PS: Up to yesterday, I didn't know about tidycode and matahari, those tools are pretty cool!

Somewhat related, I wonder how one would analyze stuff like

myfunc <- purrr::compose(sqrt, abs)

One could debate about whether sqrt and abs are really executed, but if you think of a dummy implementation as shown below, I would definitely argue that they are.

mycompose <- function(f, g) {
  force(f)
  force(g)
  function(...) f(g(...))
}

Hmm this is tricky. A short term solution I could imagine is you could require your students to use the formula notation when using something like purrr::map_*(), so in this case, they'd be forced to do:

my_factorial <- function(x) purrr::map_dbl(x, ~factorial(.x))

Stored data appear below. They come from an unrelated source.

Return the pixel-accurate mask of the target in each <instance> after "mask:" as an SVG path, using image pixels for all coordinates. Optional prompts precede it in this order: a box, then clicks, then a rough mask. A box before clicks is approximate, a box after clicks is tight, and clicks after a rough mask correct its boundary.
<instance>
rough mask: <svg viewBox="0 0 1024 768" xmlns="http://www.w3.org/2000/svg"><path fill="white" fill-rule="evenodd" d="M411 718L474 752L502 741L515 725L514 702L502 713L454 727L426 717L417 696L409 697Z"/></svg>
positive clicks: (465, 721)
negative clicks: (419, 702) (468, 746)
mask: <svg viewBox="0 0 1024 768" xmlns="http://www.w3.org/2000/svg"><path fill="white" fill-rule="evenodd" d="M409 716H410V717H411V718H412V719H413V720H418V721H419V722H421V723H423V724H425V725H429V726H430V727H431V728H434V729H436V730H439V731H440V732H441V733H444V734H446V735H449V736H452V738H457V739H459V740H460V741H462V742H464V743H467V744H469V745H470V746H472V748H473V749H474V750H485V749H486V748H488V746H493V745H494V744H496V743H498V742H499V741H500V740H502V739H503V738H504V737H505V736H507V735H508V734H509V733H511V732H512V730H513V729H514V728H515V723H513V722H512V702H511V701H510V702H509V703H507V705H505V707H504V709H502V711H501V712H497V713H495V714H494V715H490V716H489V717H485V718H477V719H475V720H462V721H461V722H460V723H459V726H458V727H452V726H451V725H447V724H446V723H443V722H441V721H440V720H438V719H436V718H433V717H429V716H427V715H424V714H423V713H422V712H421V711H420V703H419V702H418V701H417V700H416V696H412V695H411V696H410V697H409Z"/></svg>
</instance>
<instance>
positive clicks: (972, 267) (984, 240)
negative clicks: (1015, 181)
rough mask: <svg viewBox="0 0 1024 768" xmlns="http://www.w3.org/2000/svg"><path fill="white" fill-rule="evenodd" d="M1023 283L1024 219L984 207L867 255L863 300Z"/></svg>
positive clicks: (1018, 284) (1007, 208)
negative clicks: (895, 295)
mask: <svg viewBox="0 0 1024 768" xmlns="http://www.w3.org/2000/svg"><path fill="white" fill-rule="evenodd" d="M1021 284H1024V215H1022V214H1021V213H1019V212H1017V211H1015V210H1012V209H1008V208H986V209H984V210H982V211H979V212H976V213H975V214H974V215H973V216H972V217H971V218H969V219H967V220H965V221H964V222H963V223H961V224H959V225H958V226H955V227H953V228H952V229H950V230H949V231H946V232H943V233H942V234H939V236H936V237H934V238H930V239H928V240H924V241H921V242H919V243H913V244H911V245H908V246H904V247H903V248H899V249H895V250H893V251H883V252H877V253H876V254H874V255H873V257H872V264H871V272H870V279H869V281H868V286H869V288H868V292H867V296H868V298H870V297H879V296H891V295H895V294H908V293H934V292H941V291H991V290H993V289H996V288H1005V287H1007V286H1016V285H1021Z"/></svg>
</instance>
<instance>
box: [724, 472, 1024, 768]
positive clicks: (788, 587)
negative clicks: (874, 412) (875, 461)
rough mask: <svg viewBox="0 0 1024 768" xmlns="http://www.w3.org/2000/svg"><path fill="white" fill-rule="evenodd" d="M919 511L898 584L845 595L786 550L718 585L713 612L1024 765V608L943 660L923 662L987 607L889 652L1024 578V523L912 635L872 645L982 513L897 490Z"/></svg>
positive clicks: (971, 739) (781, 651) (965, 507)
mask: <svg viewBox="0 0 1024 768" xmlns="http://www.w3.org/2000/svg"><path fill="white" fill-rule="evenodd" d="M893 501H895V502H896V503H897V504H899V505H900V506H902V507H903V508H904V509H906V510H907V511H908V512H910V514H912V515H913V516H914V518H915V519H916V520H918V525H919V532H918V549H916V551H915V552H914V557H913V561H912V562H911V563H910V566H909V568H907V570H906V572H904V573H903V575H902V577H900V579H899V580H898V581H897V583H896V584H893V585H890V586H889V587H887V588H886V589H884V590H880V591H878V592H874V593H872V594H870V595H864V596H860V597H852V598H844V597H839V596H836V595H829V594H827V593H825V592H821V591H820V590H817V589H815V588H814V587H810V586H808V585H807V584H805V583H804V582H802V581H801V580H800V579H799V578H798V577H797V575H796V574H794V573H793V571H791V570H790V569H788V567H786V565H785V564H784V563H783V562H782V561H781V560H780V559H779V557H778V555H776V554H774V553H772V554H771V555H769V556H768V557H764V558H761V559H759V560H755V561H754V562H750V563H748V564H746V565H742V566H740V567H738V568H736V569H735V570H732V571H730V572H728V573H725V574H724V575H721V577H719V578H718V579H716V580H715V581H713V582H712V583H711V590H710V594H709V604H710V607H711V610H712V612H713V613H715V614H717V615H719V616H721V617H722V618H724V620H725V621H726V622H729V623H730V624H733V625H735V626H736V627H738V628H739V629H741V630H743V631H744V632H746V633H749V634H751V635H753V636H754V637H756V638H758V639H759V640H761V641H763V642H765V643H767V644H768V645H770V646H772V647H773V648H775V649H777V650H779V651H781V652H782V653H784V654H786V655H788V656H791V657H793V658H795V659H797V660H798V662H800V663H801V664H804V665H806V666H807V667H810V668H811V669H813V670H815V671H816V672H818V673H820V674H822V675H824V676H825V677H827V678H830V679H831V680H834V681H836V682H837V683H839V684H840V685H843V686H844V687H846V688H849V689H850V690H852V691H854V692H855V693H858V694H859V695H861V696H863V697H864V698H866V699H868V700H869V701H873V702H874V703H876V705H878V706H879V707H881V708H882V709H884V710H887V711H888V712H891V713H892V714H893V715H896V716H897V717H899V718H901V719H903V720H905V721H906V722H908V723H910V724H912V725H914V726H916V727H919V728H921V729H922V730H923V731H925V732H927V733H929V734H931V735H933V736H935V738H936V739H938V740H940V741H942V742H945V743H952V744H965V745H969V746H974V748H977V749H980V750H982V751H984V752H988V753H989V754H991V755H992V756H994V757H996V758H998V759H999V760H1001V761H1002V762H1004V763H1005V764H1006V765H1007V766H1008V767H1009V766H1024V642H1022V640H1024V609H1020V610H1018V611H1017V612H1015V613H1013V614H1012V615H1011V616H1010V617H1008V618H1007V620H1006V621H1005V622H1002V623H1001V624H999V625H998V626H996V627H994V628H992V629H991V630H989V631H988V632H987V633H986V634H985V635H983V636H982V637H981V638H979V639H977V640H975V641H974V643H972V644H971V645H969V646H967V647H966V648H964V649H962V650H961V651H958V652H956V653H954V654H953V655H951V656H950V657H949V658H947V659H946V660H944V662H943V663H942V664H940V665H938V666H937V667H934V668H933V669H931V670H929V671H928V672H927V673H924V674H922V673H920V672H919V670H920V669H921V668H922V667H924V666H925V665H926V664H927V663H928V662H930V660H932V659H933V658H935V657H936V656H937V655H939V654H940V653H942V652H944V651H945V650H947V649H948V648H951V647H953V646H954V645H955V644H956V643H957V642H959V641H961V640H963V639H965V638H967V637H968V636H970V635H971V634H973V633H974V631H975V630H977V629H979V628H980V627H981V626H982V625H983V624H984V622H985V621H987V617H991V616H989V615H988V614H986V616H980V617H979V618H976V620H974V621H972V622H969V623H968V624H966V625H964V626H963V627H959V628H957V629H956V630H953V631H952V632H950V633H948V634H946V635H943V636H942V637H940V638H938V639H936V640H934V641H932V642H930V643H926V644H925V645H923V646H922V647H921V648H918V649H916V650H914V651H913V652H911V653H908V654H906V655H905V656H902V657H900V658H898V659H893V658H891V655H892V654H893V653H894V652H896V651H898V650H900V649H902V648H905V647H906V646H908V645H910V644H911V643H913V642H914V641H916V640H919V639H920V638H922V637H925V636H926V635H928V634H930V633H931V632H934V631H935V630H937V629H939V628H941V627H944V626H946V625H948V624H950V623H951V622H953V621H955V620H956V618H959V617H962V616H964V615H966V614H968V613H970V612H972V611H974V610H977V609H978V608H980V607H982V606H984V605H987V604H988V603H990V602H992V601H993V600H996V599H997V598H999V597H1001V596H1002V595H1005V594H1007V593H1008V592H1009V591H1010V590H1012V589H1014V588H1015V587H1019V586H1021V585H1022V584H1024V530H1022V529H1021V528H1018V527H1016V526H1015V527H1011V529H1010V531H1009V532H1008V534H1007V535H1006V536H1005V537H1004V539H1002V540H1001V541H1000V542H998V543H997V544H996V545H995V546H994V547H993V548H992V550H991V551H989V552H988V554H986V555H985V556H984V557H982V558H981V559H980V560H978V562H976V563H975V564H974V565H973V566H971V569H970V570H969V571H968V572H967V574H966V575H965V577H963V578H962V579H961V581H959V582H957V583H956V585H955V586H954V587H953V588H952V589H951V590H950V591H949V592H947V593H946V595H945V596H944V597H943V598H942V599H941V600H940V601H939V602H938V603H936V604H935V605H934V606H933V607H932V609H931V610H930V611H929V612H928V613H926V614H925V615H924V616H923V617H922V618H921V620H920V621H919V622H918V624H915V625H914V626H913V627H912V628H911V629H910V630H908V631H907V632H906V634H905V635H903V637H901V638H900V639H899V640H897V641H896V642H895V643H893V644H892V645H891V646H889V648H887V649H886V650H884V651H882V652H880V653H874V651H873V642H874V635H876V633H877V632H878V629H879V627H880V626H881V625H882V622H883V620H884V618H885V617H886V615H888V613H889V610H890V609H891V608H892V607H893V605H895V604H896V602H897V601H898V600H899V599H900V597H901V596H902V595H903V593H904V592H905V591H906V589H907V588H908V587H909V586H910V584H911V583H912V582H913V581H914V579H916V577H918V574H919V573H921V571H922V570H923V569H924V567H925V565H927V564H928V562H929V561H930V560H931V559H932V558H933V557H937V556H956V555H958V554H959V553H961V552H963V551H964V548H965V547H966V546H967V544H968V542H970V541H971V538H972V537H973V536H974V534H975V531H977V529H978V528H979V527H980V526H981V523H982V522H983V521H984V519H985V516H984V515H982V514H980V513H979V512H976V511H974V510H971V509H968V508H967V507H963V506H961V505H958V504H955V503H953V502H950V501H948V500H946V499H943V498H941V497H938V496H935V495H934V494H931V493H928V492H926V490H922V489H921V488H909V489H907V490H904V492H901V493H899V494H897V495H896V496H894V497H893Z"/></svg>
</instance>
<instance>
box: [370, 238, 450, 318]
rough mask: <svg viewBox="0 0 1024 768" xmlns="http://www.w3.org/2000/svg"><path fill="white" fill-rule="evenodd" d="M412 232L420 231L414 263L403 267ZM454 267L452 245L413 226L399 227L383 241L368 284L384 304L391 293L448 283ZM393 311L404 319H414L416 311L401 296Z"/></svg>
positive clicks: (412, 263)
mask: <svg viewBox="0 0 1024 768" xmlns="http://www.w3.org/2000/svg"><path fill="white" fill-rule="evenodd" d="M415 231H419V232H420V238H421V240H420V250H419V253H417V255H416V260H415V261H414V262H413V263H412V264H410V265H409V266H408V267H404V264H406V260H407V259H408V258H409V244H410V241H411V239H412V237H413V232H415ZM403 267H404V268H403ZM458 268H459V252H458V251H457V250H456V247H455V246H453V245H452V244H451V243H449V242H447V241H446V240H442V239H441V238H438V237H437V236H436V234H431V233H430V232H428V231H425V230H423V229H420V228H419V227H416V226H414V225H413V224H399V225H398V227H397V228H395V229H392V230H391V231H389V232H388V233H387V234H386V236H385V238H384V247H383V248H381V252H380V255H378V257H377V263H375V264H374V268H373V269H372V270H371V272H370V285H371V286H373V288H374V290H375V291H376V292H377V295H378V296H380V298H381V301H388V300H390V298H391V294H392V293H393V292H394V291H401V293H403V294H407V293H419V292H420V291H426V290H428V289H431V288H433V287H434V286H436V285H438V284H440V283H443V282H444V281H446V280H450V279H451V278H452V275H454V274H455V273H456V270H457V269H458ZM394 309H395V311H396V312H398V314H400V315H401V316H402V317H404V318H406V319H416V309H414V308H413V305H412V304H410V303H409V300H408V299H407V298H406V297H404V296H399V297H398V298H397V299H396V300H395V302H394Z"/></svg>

you could check whether they actually implement this rule by checking the arguments of any map_* function and require that it include a call (and then you can examine what that call is). This doesn't solve the long term problem of how to deal with these issues outside the classroom, but maybe will help your specific use case?

Yeah, I thought of that already, but that's a bit unsatisfying, as factorial is arguably preferable to ~factorial(.x) when I'm trying teach the students to avoid things that are more complex that they need to be.

In general, I find it difficult to analyze stuff coded using functional style, as there is no straightforward way to analyze what's going on when functions are used as input/output of other functions rather than called directly.

If I were e.g. in C++, it would be straightforward given that function signatures would give you the needed information to parse/analyze code. In R, one would need a way to know which arguments are supposed to be functions, which is highly non-trivial... Still, if you think about it, the output of "purrr::map_dbl(mtcars, mean)" %>% dance_recital() %>% unnest_calls(expr) is suprisingly unhelpful given how infinitely complex things could be happening if I were to replace mean by an arbitrary function. Essentially, ANYTHING could be hidden behind something implemented using functional style.

Maybe it's the issue of matahari who isn't "spying properly" rather than tidycode that simply unwrap stuff captured by dance_recital ?

Yes, I definitely see your point re: factorial being preferable to ~factorial(.x). And I agree, this issue probably lies with the matahari package (you can submit an issue for that package here: https://github.com/jhudsl/matahari/issues). I am also an author there, so we may still end up in a convo about this, maybe the maintainer, Sean, will have some better ideas! I'm going to close this issue now, but feel free to reference it if you open on for matahari.